Nel settembre di quell'anno, P. Lorgna predicò gli esercizi spirituali alla comunità di S. Domenico a Bologna: il Provinciale, P. Brianza, ne fu così entusiasta che gli regalò un artistico breviario con una dedica piena di gratitudine da parte sua e dei confratelli.

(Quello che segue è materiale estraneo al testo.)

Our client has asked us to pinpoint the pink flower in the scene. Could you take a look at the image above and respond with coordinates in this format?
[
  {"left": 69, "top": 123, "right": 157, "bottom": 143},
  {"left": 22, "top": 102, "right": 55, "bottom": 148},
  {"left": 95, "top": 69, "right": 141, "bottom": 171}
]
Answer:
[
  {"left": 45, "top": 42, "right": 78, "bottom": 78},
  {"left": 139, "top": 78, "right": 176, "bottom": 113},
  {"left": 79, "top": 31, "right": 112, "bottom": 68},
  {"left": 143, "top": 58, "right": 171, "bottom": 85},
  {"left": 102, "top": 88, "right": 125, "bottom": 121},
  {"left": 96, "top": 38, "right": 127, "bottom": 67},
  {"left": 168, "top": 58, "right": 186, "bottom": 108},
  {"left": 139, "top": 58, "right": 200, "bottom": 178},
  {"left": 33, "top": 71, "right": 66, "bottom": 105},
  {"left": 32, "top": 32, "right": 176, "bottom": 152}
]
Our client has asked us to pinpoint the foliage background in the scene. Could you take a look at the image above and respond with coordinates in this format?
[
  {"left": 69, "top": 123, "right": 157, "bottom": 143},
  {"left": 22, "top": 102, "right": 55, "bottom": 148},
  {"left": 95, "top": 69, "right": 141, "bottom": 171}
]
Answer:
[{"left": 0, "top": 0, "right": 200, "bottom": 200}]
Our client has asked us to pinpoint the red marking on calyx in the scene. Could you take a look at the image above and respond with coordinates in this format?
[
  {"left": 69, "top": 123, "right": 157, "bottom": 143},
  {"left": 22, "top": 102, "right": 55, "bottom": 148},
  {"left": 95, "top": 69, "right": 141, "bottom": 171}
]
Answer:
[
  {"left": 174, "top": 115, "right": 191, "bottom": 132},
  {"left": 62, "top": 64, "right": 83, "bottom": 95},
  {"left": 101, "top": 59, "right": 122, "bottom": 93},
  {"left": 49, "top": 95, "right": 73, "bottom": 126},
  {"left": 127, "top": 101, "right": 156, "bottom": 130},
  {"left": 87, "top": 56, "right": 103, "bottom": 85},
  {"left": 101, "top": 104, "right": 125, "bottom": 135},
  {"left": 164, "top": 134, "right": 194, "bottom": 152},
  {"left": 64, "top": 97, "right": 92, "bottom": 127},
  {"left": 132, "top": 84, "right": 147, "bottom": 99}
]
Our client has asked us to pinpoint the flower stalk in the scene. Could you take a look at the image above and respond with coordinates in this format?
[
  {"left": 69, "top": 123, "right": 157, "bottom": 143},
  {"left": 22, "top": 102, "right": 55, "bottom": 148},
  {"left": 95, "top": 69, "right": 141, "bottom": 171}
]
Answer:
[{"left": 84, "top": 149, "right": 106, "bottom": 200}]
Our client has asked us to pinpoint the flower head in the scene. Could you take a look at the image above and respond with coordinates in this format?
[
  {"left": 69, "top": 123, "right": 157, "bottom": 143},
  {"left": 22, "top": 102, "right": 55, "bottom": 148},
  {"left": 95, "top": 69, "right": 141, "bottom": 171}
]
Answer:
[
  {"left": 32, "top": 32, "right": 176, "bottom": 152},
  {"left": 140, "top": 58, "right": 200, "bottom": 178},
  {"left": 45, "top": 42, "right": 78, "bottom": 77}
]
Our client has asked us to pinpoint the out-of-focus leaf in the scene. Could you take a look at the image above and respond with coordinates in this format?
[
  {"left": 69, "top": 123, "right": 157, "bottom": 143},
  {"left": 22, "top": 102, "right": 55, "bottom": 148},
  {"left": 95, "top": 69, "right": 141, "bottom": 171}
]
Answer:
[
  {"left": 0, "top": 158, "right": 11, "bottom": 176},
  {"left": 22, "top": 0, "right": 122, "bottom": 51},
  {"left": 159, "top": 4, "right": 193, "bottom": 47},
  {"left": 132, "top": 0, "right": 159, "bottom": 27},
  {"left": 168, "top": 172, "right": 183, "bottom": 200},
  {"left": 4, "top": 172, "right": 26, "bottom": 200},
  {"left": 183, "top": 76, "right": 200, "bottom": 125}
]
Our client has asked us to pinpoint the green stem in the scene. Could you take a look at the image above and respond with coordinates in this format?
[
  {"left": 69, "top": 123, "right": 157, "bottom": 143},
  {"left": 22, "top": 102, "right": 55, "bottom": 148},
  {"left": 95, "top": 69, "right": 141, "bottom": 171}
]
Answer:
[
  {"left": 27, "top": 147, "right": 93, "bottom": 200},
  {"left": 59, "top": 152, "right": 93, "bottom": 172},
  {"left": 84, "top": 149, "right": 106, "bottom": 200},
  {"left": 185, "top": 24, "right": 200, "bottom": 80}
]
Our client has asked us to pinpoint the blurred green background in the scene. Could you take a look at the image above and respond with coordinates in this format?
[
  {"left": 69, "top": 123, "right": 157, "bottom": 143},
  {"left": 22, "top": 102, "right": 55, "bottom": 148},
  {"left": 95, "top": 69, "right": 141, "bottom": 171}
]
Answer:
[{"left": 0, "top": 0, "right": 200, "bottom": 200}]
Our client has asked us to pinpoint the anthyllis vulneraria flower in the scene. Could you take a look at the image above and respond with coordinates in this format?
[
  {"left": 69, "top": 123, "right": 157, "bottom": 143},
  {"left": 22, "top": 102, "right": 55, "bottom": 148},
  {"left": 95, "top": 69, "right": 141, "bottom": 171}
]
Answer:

Il nuovo anno 1926 segnò il vertice della sua vita domenicana. Prima di parlarne accenniamo a un grave lutto familiare. Il 20 marzo decedeva a Parma il fratello Don Bentivoglio. Aveva 59 anni. Tutta la sua vita fu un lungo calvario iniziato dagli anni della adolescenza in seminario a Parma, dove contrasse una «gravissima malattia» che l'accompagnò per tutta la vita. Non si conobbe la natura
di questa malattia che lo fece tanto soffrire. Fu sempre costretto a chiedere a padre Giocondo aiuti finanziari per far fronte alle spese del suo sostentamento e per pagarsi le medicine. Morì quasi all'improvviso. Padre Giocondo, scrive a una Imeldina, Suor Rosa Quagliardi, il turbamento del suo cuore: «Può immaginare la trepidazione del mio cuore quando chiamato telegraficamente volai a Parma e giunto la sera in casa del fratello ascesi le scale, suonai il campanello e rispose il silenzio profondo... compresi che cosa era accaduto... la salma era esposta in una camera ardente e, in quell'ora, non era circondata da nessuno se non dalle fiamme tremule delle candele... Che momento doloroso! Genuflessi, piansi e pregai... ».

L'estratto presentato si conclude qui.